America’s Affordable Housing Nightmare and Pragmatic Solutions to Solve It
The affordable housing crisis is one of the most acute problems that exists in America today. Only 37 affordable rental units exist for every 100 extremely low-income renter households. Quality affordable housing is a direct impediment for people to achieve economic prosperity, holds back the whole economy, and directly threatens the premise that full-time working people should always be able to have an adequate quality of life for themselves and their families.
The housing crisis in the United States has developed over decades, and while complex, is the direct result of a few key variables:
1) Rising housing costs, while low and middle income wages have remained relatively stagnant over the past four to five decades.
2) Most housing developments being built for the upper-middle class or the upper-class segments of society.
3) More recently, inflationary construction costs that do not allow the financing on affordable housing projects to make economic sense.
4) Restrictive zoning laws that have historically discouraged the development of affordable housing in areas where it is needed the most.
It is believed that the shortage of affordable housing costs the American economy $2 trillion a year via lower earnings and a loss in productivity. Without access to quality housing, people are not given the proper platform to increase their income. The growth in GDP between 1964 and 2009 would have been 13.5% higher if there was more access to affordable housing. This would have led to wage increases of $8,775 per worker over that period.
Fixing the problem of housing insecurity that exists for tens of millions of Americans should be a top priority for real estate executives throughout the country. Not only is it good business, but more importantly it is a societal good.
Some broader approaches to solve this issue include:
1) Doing a better job of preserving the current stock of affordable housing units.
In the 10 years prior to the 2007 housing market downturn, more than 1.2 million affordable units were lost either due to rising rents, condo conversions, or the abandonment and demolition of existing buildings. By working with the proper private, beyond the 4% Low Income Housing Tax Credit, to provide beneficial financing terms to developers and operators to preserve the current housing stock, the federal and state governments can play a key role in spearheading the preservation of affordable housing units.
2) Experimenting with new construction technology
One of the main drivers of the affordable housing crisis is that many affordable housing developments are not profitable to developers, even with the proper federal and state subsidies to make them pencil out. This is because developers are not compensated for high building costs with market-rate rents. A way to fight against this is to lower the cost of constructing new housing. Modular housing, a relatively new type of construction, can speed up the timeline of a project by as much as 50% and reduce costs by as much as 20%. This does not consider the amount of money that is also saved from having to pay less interest on a construction loan since the loan will be outstanding for a shorter period. While still not widely accepted, modular construction is starting to be seen as a potential strong tool to help produce more middle and lower income housing units around the country.

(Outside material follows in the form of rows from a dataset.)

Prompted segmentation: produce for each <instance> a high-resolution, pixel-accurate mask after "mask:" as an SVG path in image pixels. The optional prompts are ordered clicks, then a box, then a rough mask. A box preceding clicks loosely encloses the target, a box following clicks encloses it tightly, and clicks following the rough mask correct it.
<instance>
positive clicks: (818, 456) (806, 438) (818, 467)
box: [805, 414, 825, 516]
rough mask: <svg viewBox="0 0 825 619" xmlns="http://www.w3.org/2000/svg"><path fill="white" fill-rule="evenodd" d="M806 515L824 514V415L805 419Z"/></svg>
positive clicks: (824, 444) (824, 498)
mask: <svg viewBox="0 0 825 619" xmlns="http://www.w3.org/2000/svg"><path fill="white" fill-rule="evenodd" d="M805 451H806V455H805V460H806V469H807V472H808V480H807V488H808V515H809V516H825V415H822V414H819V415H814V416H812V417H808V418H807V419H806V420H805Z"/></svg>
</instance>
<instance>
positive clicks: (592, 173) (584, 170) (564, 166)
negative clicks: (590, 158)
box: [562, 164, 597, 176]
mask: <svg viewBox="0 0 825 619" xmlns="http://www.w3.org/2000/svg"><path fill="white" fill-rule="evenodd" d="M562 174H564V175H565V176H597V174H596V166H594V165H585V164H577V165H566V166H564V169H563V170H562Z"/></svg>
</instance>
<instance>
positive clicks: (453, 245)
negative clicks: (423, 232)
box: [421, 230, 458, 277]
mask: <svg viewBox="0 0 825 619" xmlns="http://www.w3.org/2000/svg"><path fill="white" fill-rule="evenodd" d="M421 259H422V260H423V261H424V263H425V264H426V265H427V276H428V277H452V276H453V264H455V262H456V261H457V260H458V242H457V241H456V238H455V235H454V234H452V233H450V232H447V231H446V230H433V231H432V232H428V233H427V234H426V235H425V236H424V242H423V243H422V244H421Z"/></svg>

3) Getting rid of the stigma of affordable housing
Many experienced real estate professionals do not want to transact on affordable housing deals due to how the industry was perceived for many decades. Everyone knows the prototype of the typical slum lord who doesn’t make the proper repairs to his property and disregards the basic needs of his tenants to make a quick buck. That is not what the modern affordable housing industry is. The industry today is made up primarily of professionals whose first priority is to create a safe and welcoming environment for their tenants. Operators and developers of affordable housing today oftentimes pay out of pocket to offer supportive social services to their tenants. The affordable housing industry has matured beyond what it was years ago and is even starting to attract a significant amount of institutional capital. Getting more developers and operators into the space and encouraging them to work on projects will help to bring more much needed supply into the market.
Affordable housing will continue to be one of the main societal challenges facing America over the coming decades. Our ability as a country to solve the affordable housing crisis with high-quality solutions that create homes that people want to live in will lead to greater economic
growth, less social upheaval, and most importantly a chance for lower and middle income people to have a high quality of life no matter their vocation.
While federal and state governments can propose many programs to help solve the affordable housing crisis, I believe 80%-85% of the solutions for affordable housing will come from the private sector. Whether it is novel construction technologies, creative financing mechanisms, or property management software that can lower Operating Expenses to support lower rents, entrepreneurial innovation will be at the forefront of solving this crisis.